For more than ten years, Hein has been my most trusted companion as my illness progresses. He was there with me, in the doctor’s offices, during homeopathy appointments, during the PEG operation, but also at the hairdresser’s, driving me around, going on holiday with me and even falling asleep. It’s not been easy for him, with the past few months being especially challenging. Every time I have to get out of bed to spend the rest of the night sleeping downstairs, he carries his mattress downstairs and sleeps next to me. I can’t be alone anymore. Lieke has been here to help me sleep for a night or two a week, and Floor does the same. Still, the lion’s share is Hein’s. He’s had my back from day one and is constantly vigilant. He may not be a paragon of patience, but I understand why he isn’t, even if it may not seem like I do in the heat of the moment.
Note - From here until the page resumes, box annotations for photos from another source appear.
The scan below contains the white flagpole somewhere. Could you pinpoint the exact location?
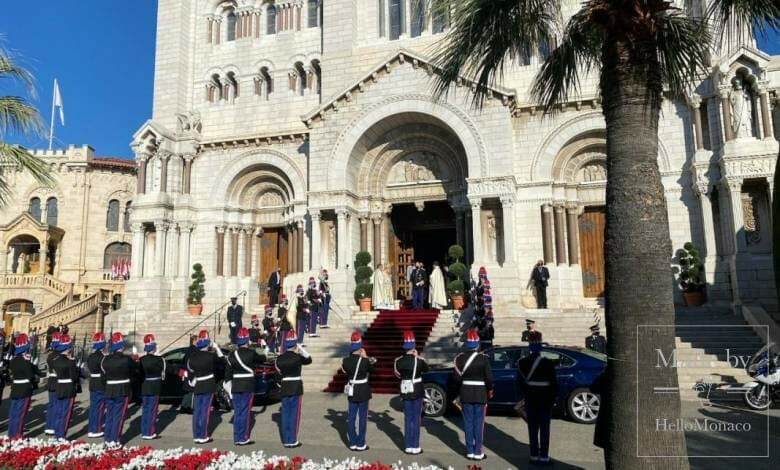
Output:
[49,78,57,150]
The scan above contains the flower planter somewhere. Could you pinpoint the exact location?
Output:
[187,304,203,317]
[683,291,704,307]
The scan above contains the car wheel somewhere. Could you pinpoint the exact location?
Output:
[566,388,601,424]
[423,384,447,418]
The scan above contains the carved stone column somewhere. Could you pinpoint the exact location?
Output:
[501,196,517,266]
[542,204,554,264]
[130,223,146,279]
[566,204,580,264]
[154,220,169,276]
[217,226,225,276]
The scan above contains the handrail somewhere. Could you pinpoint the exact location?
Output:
[160,290,246,353]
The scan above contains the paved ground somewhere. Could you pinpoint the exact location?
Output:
[0,392,780,470]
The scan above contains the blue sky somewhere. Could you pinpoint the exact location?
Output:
[0,0,780,157]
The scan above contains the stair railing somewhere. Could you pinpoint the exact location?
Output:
[160,290,246,353]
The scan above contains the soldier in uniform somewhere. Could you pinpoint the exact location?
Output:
[520,318,542,344]
[276,330,311,447]
[393,331,428,455]
[295,284,310,344]
[225,328,265,446]
[453,330,493,460]
[100,331,135,444]
[341,331,376,452]
[8,333,40,439]
[139,335,165,439]
[306,277,322,338]
[585,323,607,354]
[186,330,225,444]
[43,328,62,435]
[54,335,79,439]
[517,342,558,465]
[87,331,106,439]
[227,297,244,344]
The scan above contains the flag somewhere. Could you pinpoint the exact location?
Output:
[53,78,65,126]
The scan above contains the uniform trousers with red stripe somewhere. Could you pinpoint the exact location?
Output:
[280,395,303,445]
[54,398,75,439]
[8,397,30,439]
[192,393,214,439]
[141,395,160,437]
[463,403,486,455]
[233,392,255,444]
[103,397,128,443]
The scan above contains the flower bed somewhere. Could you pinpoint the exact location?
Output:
[0,439,448,470]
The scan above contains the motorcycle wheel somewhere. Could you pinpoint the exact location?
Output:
[744,383,772,410]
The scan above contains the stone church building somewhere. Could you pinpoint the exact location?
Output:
[117,0,780,326]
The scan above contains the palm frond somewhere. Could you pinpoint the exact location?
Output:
[432,0,561,108]
[0,96,43,136]
[656,10,712,98]
[0,142,54,206]
[531,9,603,112]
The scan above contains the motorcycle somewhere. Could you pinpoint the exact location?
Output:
[744,343,780,410]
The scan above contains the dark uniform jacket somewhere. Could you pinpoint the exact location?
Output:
[341,354,374,403]
[139,354,165,396]
[453,351,493,403]
[87,351,106,392]
[395,354,428,400]
[54,354,79,398]
[8,355,39,398]
[585,335,607,354]
[225,348,265,393]
[100,351,135,398]
[46,351,60,392]
[276,351,311,397]
[517,352,558,408]
[187,350,217,394]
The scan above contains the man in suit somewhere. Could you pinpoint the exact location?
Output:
[531,260,550,308]
[585,323,607,354]
[517,343,558,465]
[453,329,493,460]
[227,297,244,344]
[268,267,282,305]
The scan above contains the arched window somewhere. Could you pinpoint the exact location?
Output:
[46,197,57,227]
[106,199,119,232]
[103,242,132,279]
[122,201,131,232]
[227,11,236,41]
[27,197,41,222]
[265,5,276,34]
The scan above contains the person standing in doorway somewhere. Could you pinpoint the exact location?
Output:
[531,259,550,308]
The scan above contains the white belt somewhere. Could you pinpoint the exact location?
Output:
[463,380,485,386]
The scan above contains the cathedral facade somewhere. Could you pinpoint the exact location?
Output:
[125,0,780,318]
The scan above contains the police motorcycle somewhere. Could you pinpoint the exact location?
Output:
[743,343,780,410]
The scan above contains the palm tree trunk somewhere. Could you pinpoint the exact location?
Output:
[601,38,688,470]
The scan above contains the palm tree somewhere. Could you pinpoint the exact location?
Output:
[434,0,711,469]
[0,38,53,206]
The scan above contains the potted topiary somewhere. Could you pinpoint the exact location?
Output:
[187,263,206,315]
[355,251,374,312]
[676,242,706,307]
[447,245,466,310]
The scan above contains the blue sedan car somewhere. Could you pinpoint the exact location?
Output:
[423,344,606,424]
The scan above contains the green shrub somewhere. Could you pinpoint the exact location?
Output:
[187,263,206,305]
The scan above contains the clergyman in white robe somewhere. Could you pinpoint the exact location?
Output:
[428,263,447,309]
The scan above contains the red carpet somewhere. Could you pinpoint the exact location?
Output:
[325,309,439,393]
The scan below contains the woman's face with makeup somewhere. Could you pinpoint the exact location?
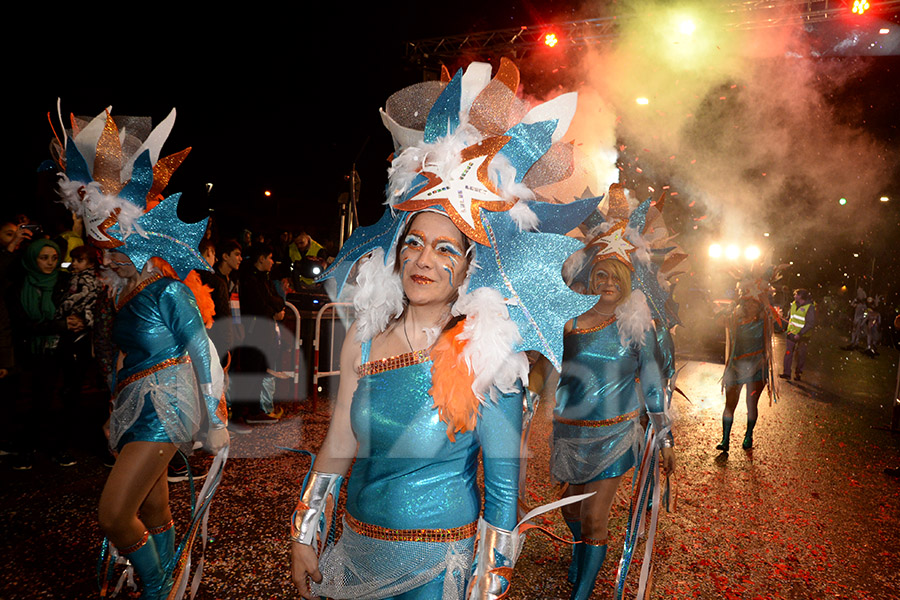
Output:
[400,212,469,305]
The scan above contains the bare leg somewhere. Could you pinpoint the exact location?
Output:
[571,475,622,600]
[99,442,176,548]
[743,381,766,450]
[716,385,743,452]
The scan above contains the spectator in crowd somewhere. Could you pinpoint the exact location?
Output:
[288,230,325,287]
[6,239,85,470]
[56,245,106,446]
[841,289,871,350]
[232,245,284,424]
[865,297,881,358]
[779,288,816,381]
[197,239,234,366]
[0,221,31,456]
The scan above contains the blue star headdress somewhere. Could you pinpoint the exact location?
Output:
[320,59,601,395]
[55,102,209,279]
[567,183,687,329]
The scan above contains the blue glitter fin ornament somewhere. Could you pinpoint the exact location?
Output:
[319,58,600,397]
[48,100,209,279]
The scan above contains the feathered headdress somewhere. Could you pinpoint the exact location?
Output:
[320,59,600,436]
[565,183,687,342]
[48,102,209,279]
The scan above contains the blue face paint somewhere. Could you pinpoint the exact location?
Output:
[441,263,456,287]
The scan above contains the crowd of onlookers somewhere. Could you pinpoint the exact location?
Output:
[0,215,329,480]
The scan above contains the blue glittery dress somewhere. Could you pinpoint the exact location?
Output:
[550,321,664,484]
[724,317,766,387]
[110,278,224,450]
[313,344,522,599]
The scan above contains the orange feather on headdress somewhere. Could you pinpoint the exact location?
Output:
[430,319,480,442]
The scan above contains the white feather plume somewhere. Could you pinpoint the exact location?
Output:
[352,248,404,343]
[388,123,482,204]
[509,200,541,231]
[625,227,651,265]
[616,290,653,348]
[453,284,528,401]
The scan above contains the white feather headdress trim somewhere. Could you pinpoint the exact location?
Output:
[350,248,405,343]
[452,280,528,401]
[616,290,653,348]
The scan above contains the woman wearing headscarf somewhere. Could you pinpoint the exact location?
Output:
[7,239,84,470]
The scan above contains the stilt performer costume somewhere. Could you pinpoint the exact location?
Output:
[550,184,686,600]
[292,59,598,599]
[48,104,227,598]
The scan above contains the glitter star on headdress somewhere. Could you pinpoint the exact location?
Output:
[394,136,515,246]
[587,221,637,271]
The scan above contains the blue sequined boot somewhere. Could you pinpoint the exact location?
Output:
[120,531,172,600]
[150,521,175,574]
[566,520,584,583]
[569,539,607,600]
[716,417,734,452]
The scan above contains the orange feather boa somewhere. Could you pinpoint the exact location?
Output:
[430,319,480,442]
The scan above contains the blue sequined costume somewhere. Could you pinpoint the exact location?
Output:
[550,321,664,484]
[724,317,766,387]
[313,343,522,599]
[110,278,224,450]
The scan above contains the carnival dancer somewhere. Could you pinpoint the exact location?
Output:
[50,105,228,599]
[550,184,675,599]
[716,270,776,452]
[291,59,598,599]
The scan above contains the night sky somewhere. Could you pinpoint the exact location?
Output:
[4,1,900,299]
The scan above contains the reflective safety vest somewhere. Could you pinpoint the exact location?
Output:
[787,301,812,335]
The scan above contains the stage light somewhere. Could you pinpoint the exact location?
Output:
[678,19,697,35]
[744,246,762,260]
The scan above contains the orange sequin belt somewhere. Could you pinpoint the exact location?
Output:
[344,513,478,542]
[356,350,431,377]
[553,410,639,427]
[116,354,191,395]
[565,315,616,335]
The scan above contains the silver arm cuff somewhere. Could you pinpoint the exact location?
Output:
[291,471,343,548]
[469,518,522,600]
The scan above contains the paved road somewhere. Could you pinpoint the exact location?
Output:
[0,331,900,600]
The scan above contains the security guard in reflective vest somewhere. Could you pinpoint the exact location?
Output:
[779,288,816,381]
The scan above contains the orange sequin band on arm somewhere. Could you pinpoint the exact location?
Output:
[344,513,478,542]
[553,410,638,427]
Sometimes, I get mad when he doesn’t understand my needs, when he thinks I’m being too nitpicky about my body’s positioning or when he’s not in my field of vision while he’s talking to me. The same goes for him, he doesn’t always put up with my barrage of little tasks. It’s not uncommon for ALS couples to have these kinds of tensions. Still, we manage just fine, largely thanks to Hein.
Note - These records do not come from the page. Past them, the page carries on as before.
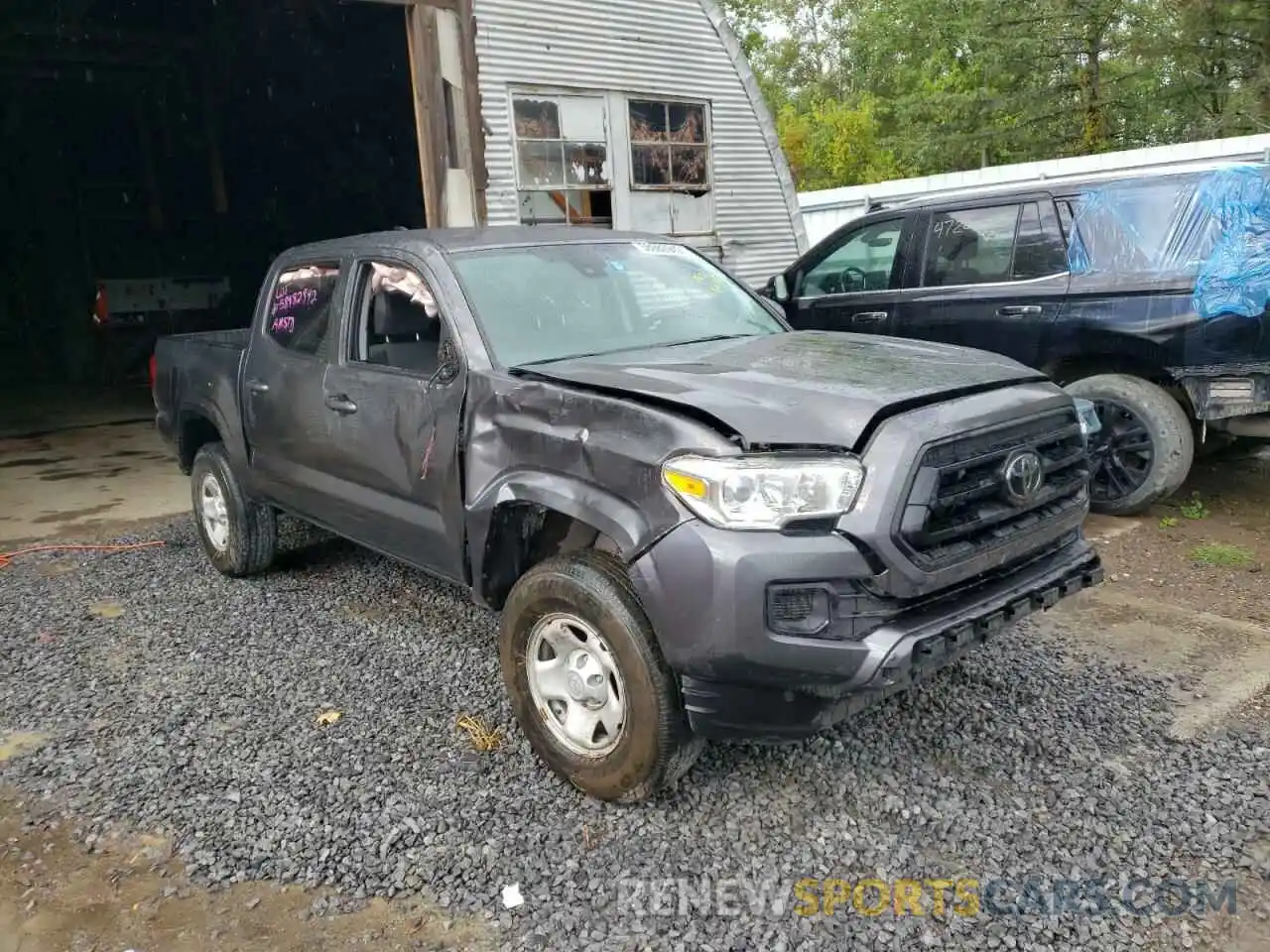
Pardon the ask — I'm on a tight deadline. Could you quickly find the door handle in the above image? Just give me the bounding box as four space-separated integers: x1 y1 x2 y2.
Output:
326 394 357 416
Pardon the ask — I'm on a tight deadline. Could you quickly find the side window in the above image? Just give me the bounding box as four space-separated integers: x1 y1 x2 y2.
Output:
349 262 441 377
266 264 339 354
798 218 904 298
1057 198 1076 241
922 204 1021 287
1010 202 1067 281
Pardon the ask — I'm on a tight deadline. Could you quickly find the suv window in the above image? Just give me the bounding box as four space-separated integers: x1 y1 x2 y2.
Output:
349 262 441 377
798 218 904 298
1010 202 1067 281
266 264 339 354
922 204 1022 287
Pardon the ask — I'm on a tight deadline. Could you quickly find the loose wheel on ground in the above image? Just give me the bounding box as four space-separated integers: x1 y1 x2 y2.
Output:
1067 373 1195 516
499 552 702 802
190 443 278 576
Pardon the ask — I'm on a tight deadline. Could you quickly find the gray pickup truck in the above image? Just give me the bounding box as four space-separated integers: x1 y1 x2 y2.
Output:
154 227 1102 802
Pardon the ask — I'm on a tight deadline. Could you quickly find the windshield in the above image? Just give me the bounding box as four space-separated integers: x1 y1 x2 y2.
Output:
453 241 785 367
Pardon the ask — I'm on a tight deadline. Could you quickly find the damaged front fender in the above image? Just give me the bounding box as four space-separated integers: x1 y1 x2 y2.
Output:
463 375 735 604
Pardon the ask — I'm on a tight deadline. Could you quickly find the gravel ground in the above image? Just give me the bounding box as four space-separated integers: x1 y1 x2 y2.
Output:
0 520 1270 949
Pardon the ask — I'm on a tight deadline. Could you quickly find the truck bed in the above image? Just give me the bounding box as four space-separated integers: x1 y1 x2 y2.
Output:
154 327 251 472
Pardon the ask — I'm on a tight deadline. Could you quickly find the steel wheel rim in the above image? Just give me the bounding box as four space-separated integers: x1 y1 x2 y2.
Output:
1089 400 1156 503
198 473 230 552
525 612 626 758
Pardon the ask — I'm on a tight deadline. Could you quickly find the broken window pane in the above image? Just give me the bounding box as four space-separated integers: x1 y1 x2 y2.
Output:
627 99 710 191
631 146 671 185
512 99 560 139
521 191 569 225
564 142 608 185
671 146 710 185
630 99 670 142
670 103 706 142
521 189 613 228
516 141 564 187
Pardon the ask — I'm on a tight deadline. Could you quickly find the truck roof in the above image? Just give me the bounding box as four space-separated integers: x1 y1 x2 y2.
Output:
283 225 682 258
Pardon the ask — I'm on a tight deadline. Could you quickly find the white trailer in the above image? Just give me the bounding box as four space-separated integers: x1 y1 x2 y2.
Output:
798 135 1270 244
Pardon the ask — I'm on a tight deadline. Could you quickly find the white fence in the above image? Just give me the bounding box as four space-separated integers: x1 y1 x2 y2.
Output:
798 135 1270 244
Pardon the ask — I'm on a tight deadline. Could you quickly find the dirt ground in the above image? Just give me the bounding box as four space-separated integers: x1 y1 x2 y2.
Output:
0 781 494 952
0 444 1270 952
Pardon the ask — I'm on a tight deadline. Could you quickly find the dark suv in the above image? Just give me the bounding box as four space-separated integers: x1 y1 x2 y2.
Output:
765 167 1270 514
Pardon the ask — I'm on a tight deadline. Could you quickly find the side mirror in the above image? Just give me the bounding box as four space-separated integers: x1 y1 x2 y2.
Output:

It’s finally upon us. The night before the fundraiser I was pelted with emails, especially about the Italian delicacies. At the last minute, it turned out that we weren’t supposed to make the Italian food ourselves as it was against the law to do so without a permit. In the end, we found a caterer. I considered the musical on the night beforehand a sort of dress rehearsal for the fundraiser. For the first time in a while, I was put into the car, alongside a canister of oxygen. There was no trouble and I fared well. So, the next day we arrived in Alphen, equipped with my most comfortable chair and oxygen. The theatre looked enchanting and the interior was very nice too. When I came in, I was the centre of attention, a position I don’t do well in, I had to acclimatise first and find a nice quiet place to settle down. I was seated by the entrance, able to watch the crowds come in. Hein and Floor were by my side, while we had a good view of the cloakroom, where Ward was busy handling people’s coats. A picture was taken of me and the organisational team before the show began. It was a successful night. Monieke gave a speech, the show was fun with a lot of audience interaction. Monieke, as the person who had set the whole thing in motion, was lauded by the ALS foundation and the final yield was almost 4000 euros. During the intermission I had a picture taken with all of my carers, who had never met each other before that night. We went home at half past twelve at night and we hit the hay at two. I was still tired the next morning, but it was worth it. I had a marvellous night. Thanks, everyone!

During our post-fundraiser meeting, we drew a few conclusions, which are as follows. Generally, we were happy with how the event went. The Italian delicacies set us back a bit because the catering cost us some money, but it did look very festive. In total, we’ve made a net 3000 euros from donations and ticket sales, so combined with the LEGO sorting nights, we’ve made 4300 for the ALS Foundation. We didn’t know 60 out of the roughly 200 people that showed up, so we must have drummed up some publicity as well. My website was visited 2500 times last month by 1800 unique users. That’s about 600 more than my average.


Yesterday, we met with my occupational therapist. It turned out that I wouldn’t need to alter my wardrobe any further in order to use the sling lift. You can imagine my relief. Besides that, she believed that the sling lift wouldn’t impede my bathroom usage, so a catheter wouldn’t be necessary. Another reason for celebration. She talked to me specifically and not just to my carer. I think I’d like to see her more often.


This will be the first year we celebrate Sinterklaas with just the kids. Travelling all the way down to Alphen to celebrate with fifteen people is becoming a bit too straining for me. I’ll be spending the rest of the month writing Sinterklaas poems, which is why I’m posting this diary early.